Not a musket was to be seen in the hands of one of these men, except the few sentries. They "had not been furnished," as the explanation was sure to be given afterwards when the regiment was discovered to be an undisciplined mob! They would probably not be "furnished" until just at the moment when the regiment should be forced to move, and then they would be put into hands liable to be called on to use them in battle within a week—those hands knowing no more of the management of the deadly instrument of modern warfare, than so many Sioux or South Sea Islanders might have known of watch-making or extracting the cube-root.

And yet with these men, and in this manner, the armies of the republic were being recruited; and on the deeds in arms wrought by these men, possibly in the very first conflict into which they were rushed like huddled sheep, the eyes of the military nations of Europe were to be turned with anxious interest. They were to fight, too, against a race of men to whom deadly weapons had been familiar from childhood, and who would consequently make soldiers, to the full extent of their capability, with one-half the training which was to these Northern men an absolute necessity! Is it any wonder that we have occasionally met with a Bull Run or a Second Field of Manassas, with this shameful waste of our opportunities and our war-material?

Smith and Brown left "Camp Lyon," before the completion of the "dress parade," with a him consciousness of being painfully disenchanted in a very important particular.

"Do you know, Smith" said Brown, as they were rolling along in the car, homeward—"that I doubt whether there are three hundred men in that regiment, absentees and all—instead of seven hundred as the papers report?"
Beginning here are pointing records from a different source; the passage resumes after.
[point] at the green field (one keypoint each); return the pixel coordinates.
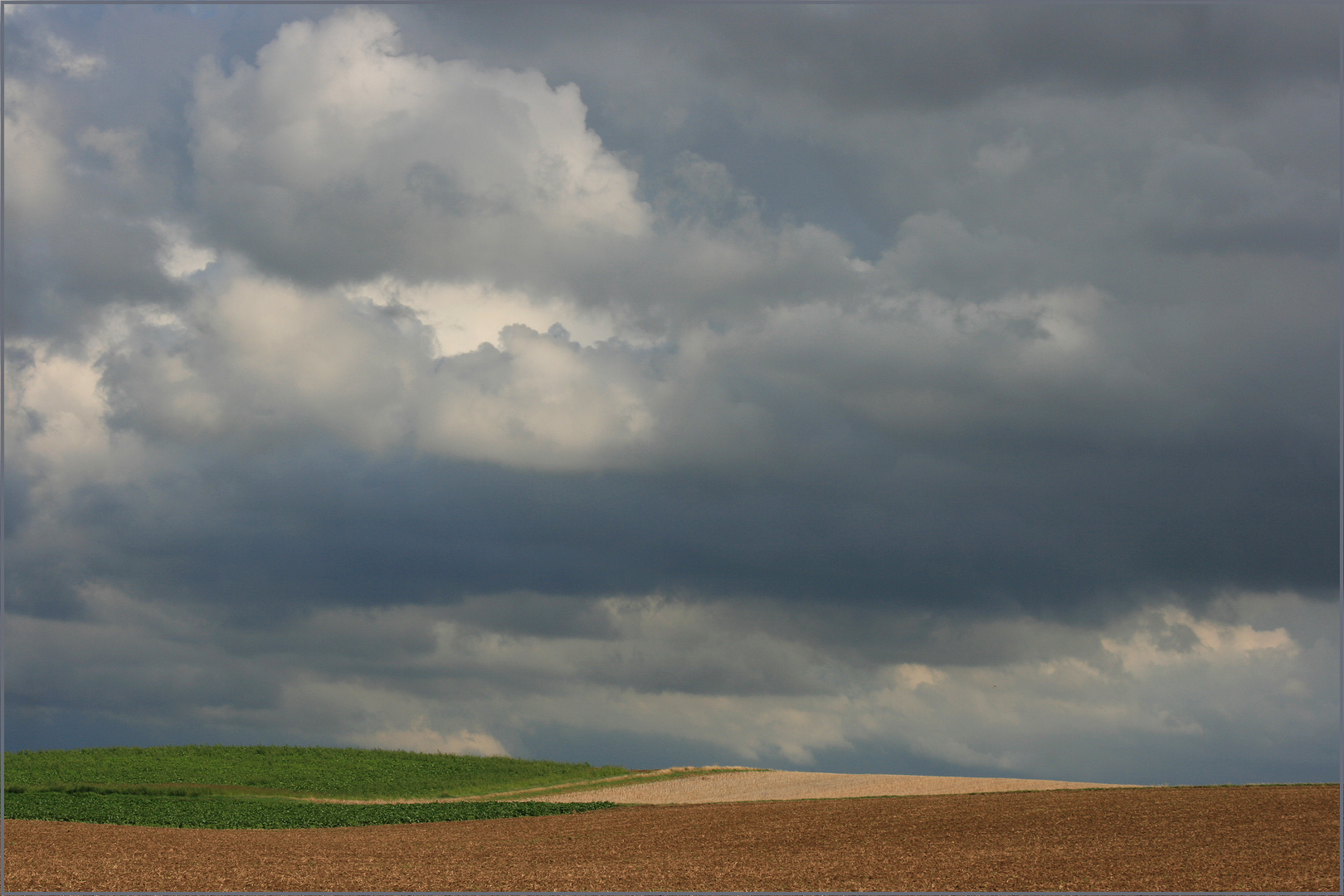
(244, 811)
(296, 772)
(264, 786)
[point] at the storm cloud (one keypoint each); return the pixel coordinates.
(866, 388)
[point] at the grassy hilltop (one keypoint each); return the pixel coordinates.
(296, 772)
(264, 786)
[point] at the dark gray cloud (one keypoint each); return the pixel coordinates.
(609, 379)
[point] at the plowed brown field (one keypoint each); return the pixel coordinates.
(1160, 839)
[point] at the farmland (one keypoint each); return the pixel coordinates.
(290, 772)
(269, 787)
(261, 813)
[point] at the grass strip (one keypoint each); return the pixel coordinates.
(311, 772)
(251, 813)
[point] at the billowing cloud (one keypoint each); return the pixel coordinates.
(338, 156)
(1122, 704)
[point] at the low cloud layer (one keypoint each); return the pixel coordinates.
(1155, 696)
(438, 381)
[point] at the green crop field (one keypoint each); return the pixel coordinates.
(299, 772)
(261, 786)
(253, 811)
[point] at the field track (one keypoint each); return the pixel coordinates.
(1148, 839)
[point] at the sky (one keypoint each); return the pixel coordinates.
(859, 388)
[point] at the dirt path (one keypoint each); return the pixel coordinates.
(1144, 839)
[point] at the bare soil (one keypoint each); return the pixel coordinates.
(1142, 839)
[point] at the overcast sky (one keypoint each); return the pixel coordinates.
(884, 388)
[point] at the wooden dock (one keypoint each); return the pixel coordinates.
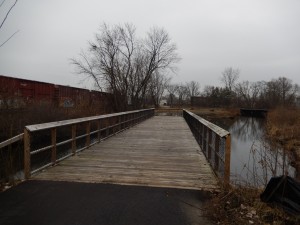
(159, 152)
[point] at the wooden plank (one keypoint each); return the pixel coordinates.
(160, 152)
(11, 140)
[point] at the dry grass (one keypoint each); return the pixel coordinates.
(283, 125)
(242, 205)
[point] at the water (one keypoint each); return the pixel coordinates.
(254, 159)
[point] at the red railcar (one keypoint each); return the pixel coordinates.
(30, 91)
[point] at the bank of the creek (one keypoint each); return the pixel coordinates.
(254, 157)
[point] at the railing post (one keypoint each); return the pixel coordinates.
(27, 154)
(74, 139)
(88, 132)
(227, 159)
(53, 143)
(99, 131)
(217, 147)
(209, 145)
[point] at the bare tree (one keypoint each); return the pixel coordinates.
(183, 94)
(248, 93)
(120, 62)
(5, 18)
(157, 87)
(193, 88)
(230, 77)
(172, 89)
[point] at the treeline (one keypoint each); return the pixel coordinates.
(261, 94)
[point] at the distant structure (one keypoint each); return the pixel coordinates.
(18, 93)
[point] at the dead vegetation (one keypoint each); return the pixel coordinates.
(242, 205)
(283, 127)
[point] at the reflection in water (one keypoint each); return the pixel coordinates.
(254, 159)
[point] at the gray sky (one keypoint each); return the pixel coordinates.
(260, 37)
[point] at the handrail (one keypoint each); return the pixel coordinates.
(214, 142)
(106, 126)
(11, 140)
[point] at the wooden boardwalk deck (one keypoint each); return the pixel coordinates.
(159, 152)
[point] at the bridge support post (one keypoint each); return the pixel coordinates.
(53, 143)
(227, 159)
(74, 139)
(26, 154)
(88, 132)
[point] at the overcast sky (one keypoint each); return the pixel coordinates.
(260, 37)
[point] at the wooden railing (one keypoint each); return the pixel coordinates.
(11, 158)
(214, 142)
(68, 137)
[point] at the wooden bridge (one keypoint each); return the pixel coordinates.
(130, 148)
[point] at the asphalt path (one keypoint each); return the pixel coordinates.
(70, 203)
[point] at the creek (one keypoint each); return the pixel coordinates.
(254, 158)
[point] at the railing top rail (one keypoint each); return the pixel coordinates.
(218, 130)
(44, 126)
(11, 140)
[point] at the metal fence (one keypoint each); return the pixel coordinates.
(214, 142)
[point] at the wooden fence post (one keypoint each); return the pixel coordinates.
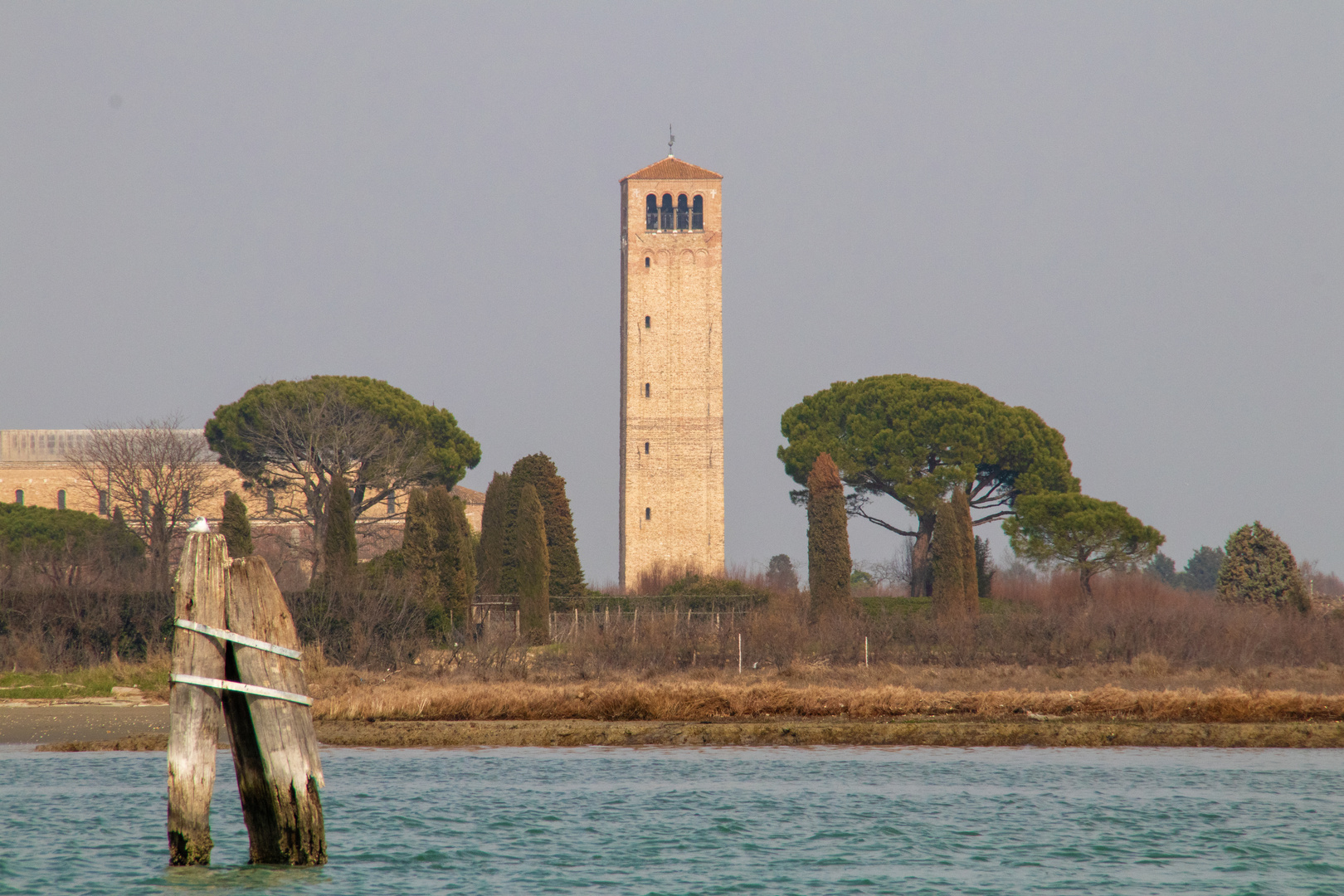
(194, 711)
(273, 740)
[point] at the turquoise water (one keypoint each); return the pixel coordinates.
(713, 821)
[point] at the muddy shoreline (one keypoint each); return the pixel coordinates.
(804, 733)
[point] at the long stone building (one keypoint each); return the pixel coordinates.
(671, 371)
(34, 472)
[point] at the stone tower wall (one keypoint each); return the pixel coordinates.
(672, 490)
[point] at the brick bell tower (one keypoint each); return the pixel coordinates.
(671, 370)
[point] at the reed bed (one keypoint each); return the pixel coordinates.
(709, 702)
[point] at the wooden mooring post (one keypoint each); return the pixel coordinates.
(195, 712)
(234, 635)
(273, 740)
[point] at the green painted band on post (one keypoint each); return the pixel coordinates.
(257, 691)
(236, 638)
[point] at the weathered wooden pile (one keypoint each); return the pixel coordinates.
(236, 655)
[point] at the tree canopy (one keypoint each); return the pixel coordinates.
(293, 436)
(913, 438)
(1081, 533)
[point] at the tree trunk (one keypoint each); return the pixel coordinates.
(194, 711)
(921, 571)
(273, 742)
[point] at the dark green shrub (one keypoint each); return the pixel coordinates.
(828, 540)
(489, 551)
(533, 566)
(1259, 568)
(236, 527)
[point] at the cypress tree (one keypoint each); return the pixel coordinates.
(533, 567)
(828, 540)
(489, 551)
(236, 527)
(452, 553)
(947, 562)
(158, 550)
(539, 472)
(1259, 568)
(984, 567)
(340, 550)
(960, 507)
(418, 550)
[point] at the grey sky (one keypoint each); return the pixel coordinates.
(1127, 217)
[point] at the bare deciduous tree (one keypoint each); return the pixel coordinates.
(158, 473)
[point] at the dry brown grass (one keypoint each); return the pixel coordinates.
(684, 699)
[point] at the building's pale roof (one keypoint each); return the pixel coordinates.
(470, 496)
(674, 168)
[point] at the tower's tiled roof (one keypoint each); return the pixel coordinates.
(672, 168)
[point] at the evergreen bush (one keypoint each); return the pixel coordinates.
(960, 507)
(533, 568)
(340, 550)
(539, 472)
(236, 527)
(1259, 568)
(489, 550)
(828, 540)
(947, 563)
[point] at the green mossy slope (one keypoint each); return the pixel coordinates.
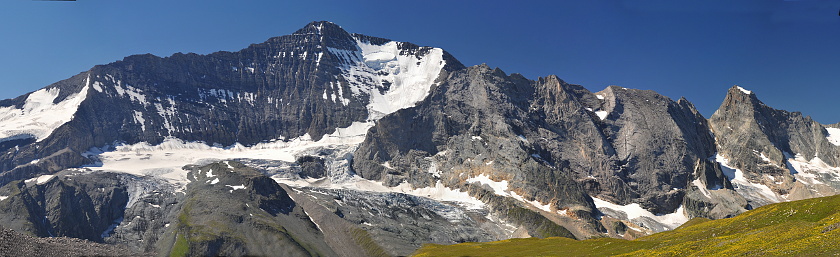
(800, 228)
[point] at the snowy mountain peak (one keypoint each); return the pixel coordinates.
(742, 90)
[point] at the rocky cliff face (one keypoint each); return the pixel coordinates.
(545, 141)
(787, 155)
(324, 142)
(309, 83)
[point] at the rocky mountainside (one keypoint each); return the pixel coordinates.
(329, 143)
(309, 83)
(16, 244)
(799, 228)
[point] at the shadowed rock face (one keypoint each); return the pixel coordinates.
(762, 142)
(16, 244)
(283, 88)
(535, 152)
(80, 206)
(546, 139)
(232, 210)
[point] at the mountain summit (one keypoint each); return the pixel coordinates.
(330, 143)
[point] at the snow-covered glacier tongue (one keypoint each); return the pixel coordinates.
(390, 74)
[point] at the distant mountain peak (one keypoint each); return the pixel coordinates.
(743, 90)
(320, 27)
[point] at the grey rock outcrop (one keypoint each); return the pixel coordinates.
(551, 141)
(762, 142)
(71, 204)
(15, 244)
(232, 210)
(284, 88)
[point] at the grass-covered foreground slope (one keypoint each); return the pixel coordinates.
(801, 228)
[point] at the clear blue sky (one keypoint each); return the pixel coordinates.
(788, 52)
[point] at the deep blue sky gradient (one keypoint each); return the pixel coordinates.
(788, 52)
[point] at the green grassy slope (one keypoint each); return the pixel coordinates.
(801, 228)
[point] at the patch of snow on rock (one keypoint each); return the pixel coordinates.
(39, 116)
(499, 188)
(833, 135)
(634, 210)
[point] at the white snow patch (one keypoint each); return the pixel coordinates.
(166, 159)
(634, 210)
(407, 78)
(535, 203)
(433, 170)
(833, 135)
(811, 172)
(138, 118)
(41, 179)
(499, 188)
(743, 185)
(703, 190)
(438, 192)
(39, 116)
(313, 220)
(602, 114)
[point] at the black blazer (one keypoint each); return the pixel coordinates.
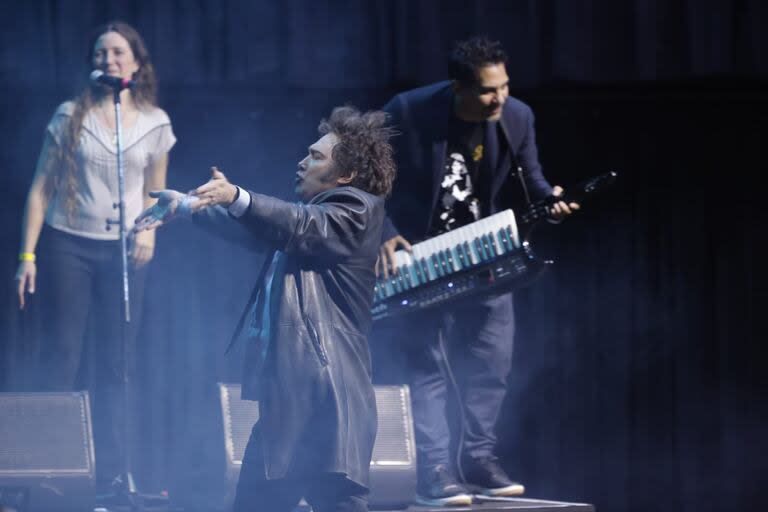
(422, 117)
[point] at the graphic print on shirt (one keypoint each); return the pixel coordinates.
(458, 205)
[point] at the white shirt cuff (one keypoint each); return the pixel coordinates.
(241, 204)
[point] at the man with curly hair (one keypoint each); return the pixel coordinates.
(307, 358)
(467, 151)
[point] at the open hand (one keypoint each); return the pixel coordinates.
(25, 280)
(217, 191)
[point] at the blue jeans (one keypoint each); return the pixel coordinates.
(477, 338)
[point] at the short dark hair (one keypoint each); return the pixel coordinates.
(470, 55)
(363, 149)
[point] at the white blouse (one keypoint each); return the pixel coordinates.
(150, 137)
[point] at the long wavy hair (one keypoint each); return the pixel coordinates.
(143, 94)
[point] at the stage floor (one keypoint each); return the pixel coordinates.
(516, 504)
(508, 504)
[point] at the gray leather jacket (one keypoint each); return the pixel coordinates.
(313, 380)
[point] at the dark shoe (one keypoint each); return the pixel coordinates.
(438, 488)
(487, 476)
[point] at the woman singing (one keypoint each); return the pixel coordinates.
(70, 253)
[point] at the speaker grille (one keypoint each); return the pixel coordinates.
(394, 437)
(45, 433)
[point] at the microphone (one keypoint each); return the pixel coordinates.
(98, 76)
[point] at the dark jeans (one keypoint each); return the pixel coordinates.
(326, 492)
(80, 288)
(477, 338)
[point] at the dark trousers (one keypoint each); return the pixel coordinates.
(80, 289)
(474, 341)
(326, 492)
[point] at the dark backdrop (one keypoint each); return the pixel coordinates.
(637, 382)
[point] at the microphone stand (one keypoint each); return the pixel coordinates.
(126, 494)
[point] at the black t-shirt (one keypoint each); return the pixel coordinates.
(458, 200)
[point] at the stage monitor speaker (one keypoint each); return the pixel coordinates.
(46, 452)
(393, 465)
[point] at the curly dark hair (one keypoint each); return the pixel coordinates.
(470, 55)
(363, 150)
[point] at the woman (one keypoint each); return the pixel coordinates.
(73, 195)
"Humph," said Smith, "it seems to be all a humbug together! But I wonder what becomes of the extra pay issued to seven hundred men, when there are only three hundred entitled to receive it? And I wonder what becomes of all the extra rations that are drawn for them every day? Somebody must be making something out of it—eh? I wonder if there are any more regiments in the same condition?"

"Probably!" said Brown. Whereupon the two citizens fell into a very deep and silent train of thought, leaving us no additional speech to record.

Other people than Smith, at about that time, felt like propounding the same queries as to the disposition of extra pay and rations. Some of those queries, whichhavebeen propounded, have not yet been answered. When they are, if that happy period ever arrives, we may know something more of the channels and sluices through which the wealth of the richest nation on the globe has ebbed away, leaving such inconsiderable results to show for the expenditure.

And yet Colonel Egbert Crawford, visiting the city two hours afterwards, and dropping in at two or three favorite resorts of men who talked horse, war and politics, on his way to the house of his cousin,—bore himself bravely under his weight of uniform, and more than once threw in a pardonable boast over the services he was rendering the country, the sacrifices he was making, and the rapid growth and efficiency of the Two Hundredth Regiment.

"All brass is not fashioned and moulded in foundries, where men do swelter like to those standing in the flames of the fiery furnace," says an old writer, Arnold of Thorndean, "but much of it doth become shaped in the human countenance."